Department Of Conservation
Dolphin Seafaris and our vessel ‘Guardian’ is fully licensed to operate with marine mammals by the Department of Conservation.
We work very closely with them to ensure that the interests and welfare of the Bay of Plenty dolphins is paramount and we operate to the full set of guidelines set down by them for interaction by humans with wild dolphins.
All operators in the Bay are only allowed to spend a total time of 90 minutes per trip with dolphins, of which includes a maximum time of 60 minutes in water experience.

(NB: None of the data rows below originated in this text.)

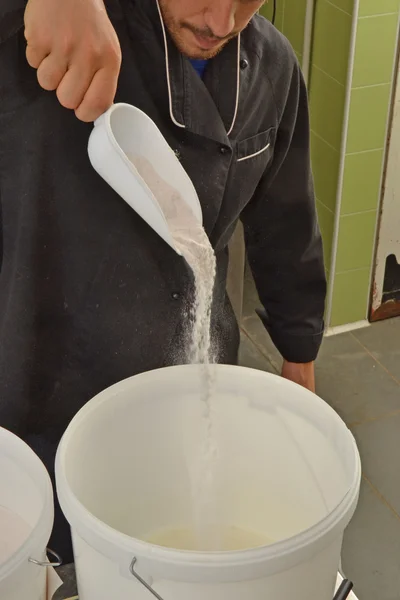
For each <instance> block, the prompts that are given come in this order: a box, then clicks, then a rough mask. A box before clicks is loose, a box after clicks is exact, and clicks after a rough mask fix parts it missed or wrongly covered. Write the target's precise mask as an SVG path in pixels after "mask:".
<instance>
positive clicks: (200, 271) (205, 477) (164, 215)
mask: <svg viewBox="0 0 400 600" xmlns="http://www.w3.org/2000/svg"><path fill="white" fill-rule="evenodd" d="M129 158H130V160H131V161H132V163H133V164H134V165H135V167H136V169H137V170H138V172H139V174H140V175H141V177H142V178H143V180H144V181H145V182H146V184H147V185H148V187H149V188H150V190H151V191H152V192H153V194H154V197H155V198H156V199H157V201H158V203H159V205H160V207H161V209H162V211H163V213H164V216H165V218H166V220H167V223H168V227H169V229H170V231H171V235H172V238H173V240H174V243H175V245H176V247H177V248H178V249H179V250H180V252H181V253H182V256H183V257H184V258H185V260H186V262H187V263H188V265H189V266H190V268H191V270H192V272H193V276H194V284H195V294H194V298H193V302H192V306H191V309H190V317H191V318H190V319H187V324H188V330H187V332H186V333H187V336H188V342H189V343H188V348H187V349H186V353H185V354H186V356H184V357H182V358H183V359H184V361H185V362H189V363H192V364H201V365H204V368H203V370H202V373H203V385H202V391H201V393H202V400H203V401H204V415H203V418H204V420H205V423H206V431H205V435H204V438H203V440H202V441H201V444H200V447H199V452H198V456H197V457H196V459H195V461H193V462H192V464H190V465H189V470H190V473H191V480H192V497H193V519H194V522H195V528H196V532H197V533H196V535H197V538H198V546H202V547H205V546H207V545H208V546H209V549H213V550H218V548H219V546H220V545H221V539H222V535H223V534H222V532H220V531H219V527H218V528H215V527H213V525H212V523H216V522H218V520H219V519H218V505H217V498H216V490H215V473H214V471H215V463H216V460H217V456H218V446H217V443H216V439H215V432H214V422H213V382H212V377H211V371H210V369H209V365H210V363H213V362H215V360H216V356H215V351H216V348H213V344H212V340H211V310H212V303H213V290H214V284H215V276H216V258H215V253H214V250H213V247H212V245H211V243H210V240H209V239H208V236H207V234H206V232H205V230H204V228H203V226H202V224H201V223H200V221H199V220H198V219H197V218H196V216H195V215H194V213H193V212H192V210H191V208H190V206H189V205H188V204H187V203H186V201H185V200H184V198H183V197H182V196H181V194H180V193H179V192H178V191H177V190H176V189H174V188H173V187H172V186H170V185H169V184H168V183H167V182H166V181H164V180H163V179H162V178H161V177H160V176H159V174H158V173H157V171H156V170H155V169H154V167H153V165H152V164H151V163H150V162H149V161H148V160H147V159H146V158H144V157H143V156H130V157H129ZM194 462H195V464H194Z"/></svg>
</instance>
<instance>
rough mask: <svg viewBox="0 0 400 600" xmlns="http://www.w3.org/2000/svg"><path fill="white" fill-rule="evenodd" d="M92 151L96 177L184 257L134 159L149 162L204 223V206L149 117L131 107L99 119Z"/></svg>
mask: <svg viewBox="0 0 400 600" xmlns="http://www.w3.org/2000/svg"><path fill="white" fill-rule="evenodd" d="M88 153H89V159H90V162H91V163H92V166H93V168H94V169H95V170H96V171H97V173H98V174H99V175H100V176H101V177H102V178H103V179H104V180H105V181H106V182H107V183H108V184H109V185H110V186H111V187H112V188H113V189H114V190H115V191H116V192H117V194H119V195H120V196H121V198H123V200H125V202H127V203H128V204H129V206H131V207H132V208H133V209H134V210H135V211H136V212H137V213H138V215H140V216H141V217H142V219H144V220H145V221H146V223H148V225H150V227H152V228H153V229H154V231H156V232H157V233H158V235H159V236H160V237H162V238H163V240H165V241H166V242H167V244H169V245H170V246H171V247H172V248H173V249H174V250H175V251H176V252H177V253H178V254H181V253H180V251H179V250H178V249H177V248H176V246H175V244H174V241H173V239H172V235H171V232H170V230H169V228H168V223H167V221H166V219H165V216H164V213H163V211H162V210H161V208H160V205H159V202H158V201H157V198H155V197H154V195H153V193H152V192H151V190H150V189H149V187H148V185H147V184H146V182H145V181H144V180H143V179H142V177H141V176H140V175H139V173H138V171H137V169H136V168H135V165H134V164H133V163H132V161H131V160H130V159H129V157H130V156H131V157H132V156H139V157H143V158H145V159H147V160H148V161H149V162H150V163H151V164H152V165H153V167H154V169H155V170H156V171H157V173H158V175H159V176H160V177H162V179H164V181H165V182H166V183H168V184H169V185H171V186H172V187H174V188H175V189H176V190H177V191H178V192H179V193H180V195H181V196H182V198H184V199H185V201H186V202H187V203H188V205H189V206H190V208H191V210H192V212H193V213H194V215H195V217H196V218H197V219H198V220H199V222H200V223H202V221H203V215H202V211H201V206H200V202H199V199H198V196H197V193H196V190H195V188H194V185H193V183H192V182H191V180H190V178H189V176H188V175H187V173H186V171H185V170H184V168H183V167H182V165H181V164H180V162H179V160H178V159H177V157H176V156H175V153H174V151H173V150H172V148H170V146H169V145H168V143H167V141H166V140H165V138H164V136H163V135H162V133H161V132H160V130H159V129H158V127H157V125H156V124H155V123H154V122H153V121H152V120H151V119H150V117H148V116H147V115H146V114H145V113H144V112H142V111H141V110H139V109H138V108H135V107H134V106H131V105H129V104H114V105H113V106H111V108H110V109H109V110H108V111H107V112H105V113H104V114H103V115H102V116H101V117H99V119H97V121H95V123H94V129H93V131H92V133H91V135H90V138H89V145H88Z"/></svg>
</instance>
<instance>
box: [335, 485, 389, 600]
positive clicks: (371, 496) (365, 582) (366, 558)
mask: <svg viewBox="0 0 400 600" xmlns="http://www.w3.org/2000/svg"><path fill="white" fill-rule="evenodd" d="M342 559H343V568H344V572H345V575H346V577H348V578H349V579H351V580H352V581H354V584H355V591H356V593H357V595H358V597H359V600H399V598H400V521H399V520H398V519H397V517H396V516H394V515H393V513H392V512H391V511H390V510H389V509H388V508H387V507H386V506H385V504H383V503H382V501H381V500H380V499H379V497H378V496H377V495H376V494H375V493H374V492H373V491H372V489H371V487H370V486H369V485H368V484H367V483H366V482H363V484H362V486H361V495H360V502H359V505H358V508H357V511H356V514H355V516H354V518H353V520H352V521H351V523H350V525H349V527H348V529H347V531H346V533H345V539H344V545H343V553H342Z"/></svg>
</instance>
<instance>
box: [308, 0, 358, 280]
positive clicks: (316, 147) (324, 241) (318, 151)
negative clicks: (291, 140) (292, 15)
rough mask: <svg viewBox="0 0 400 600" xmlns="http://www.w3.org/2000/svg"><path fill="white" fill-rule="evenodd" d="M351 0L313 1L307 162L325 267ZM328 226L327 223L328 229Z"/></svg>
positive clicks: (345, 67)
mask: <svg viewBox="0 0 400 600" xmlns="http://www.w3.org/2000/svg"><path fill="white" fill-rule="evenodd" d="M351 5H352V0H350V1H349V0H335V2H334V3H332V2H329V1H328V0H318V1H317V2H316V8H315V16H314V36H313V47H312V64H311V71H310V90H309V96H310V122H311V160H312V165H313V173H314V181H315V193H316V197H317V210H318V216H319V221H320V227H321V233H322V237H323V240H324V251H325V265H326V268H327V270H329V268H330V263H331V249H332V238H333V235H334V220H335V209H336V196H337V187H338V178H339V163H340V149H341V141H342V129H343V119H344V108H345V98H346V81H347V70H348V62H349V59H348V56H349V48H350V38H351V24H352V17H351V14H350V12H346V11H347V10H348V11H350V10H351ZM328 223H329V225H328Z"/></svg>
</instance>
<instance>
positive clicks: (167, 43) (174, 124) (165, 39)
mask: <svg viewBox="0 0 400 600" xmlns="http://www.w3.org/2000/svg"><path fill="white" fill-rule="evenodd" d="M157 8H158V14H159V15H160V21H161V27H162V31H163V37H164V47H165V68H166V74H167V87H168V100H169V114H170V117H171V121H172V122H173V123H174V125H176V126H177V127H182V128H183V129H185V125H184V124H183V123H179V121H177V120H176V119H175V117H174V112H173V110H172V92H171V81H170V77H169V58H168V40H167V33H166V31H165V25H164V19H163V16H162V13H161V8H160V4H159V2H158V0H157Z"/></svg>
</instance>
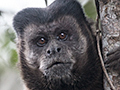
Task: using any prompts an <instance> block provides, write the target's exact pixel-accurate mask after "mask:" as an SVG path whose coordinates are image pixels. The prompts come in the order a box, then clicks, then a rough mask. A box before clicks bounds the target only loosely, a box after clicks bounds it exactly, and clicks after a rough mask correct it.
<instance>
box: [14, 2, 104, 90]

So no matter how long a trip can be, all operators are only allowed to be with the dolphins for a maximum time of 1.5 hours.
All permits in New Zealand state that no operator may swim with dolphins when juveniles are present.
Marine and Coastal Conservation
Marine conservation is an important responsibility of the Department of Conservation.
DOC is responsible for marine reserves and for marine mammals such as dolphins, whales, sea lions and fur seals.
The Department also administers the regulations for the whale and dolphin watching industry.
Less than 0.1 per cent of New Zealand’s marine environment is currently protected, compared to about 30 per cent of its land area.
The Department is also responsible for the New Zealand Coastal Policy Statement which promotes the sustainable management of the natural and physical resources of the foreshore, seabed, coastal water and airspace from the high tide mark to the 12 nautical mile limit.
Whale and dolphin watching
The Department administers the Marine Mammals Protection Regulations, developed to manage the rapidly growing whale and dolphin-watching industry. These establish a public procedure for applying for permits to conduct passengers to view marine mammals and prescribe appropriate behaviour for all boats (and aircraft) in their vicinity.
A major research programme has been undertaken, assessing the impact of tourist vessels on the behaviour of sperm whales and dusky dolphins at Kaikoura and bottlenose dolphins in the Bay of Islands.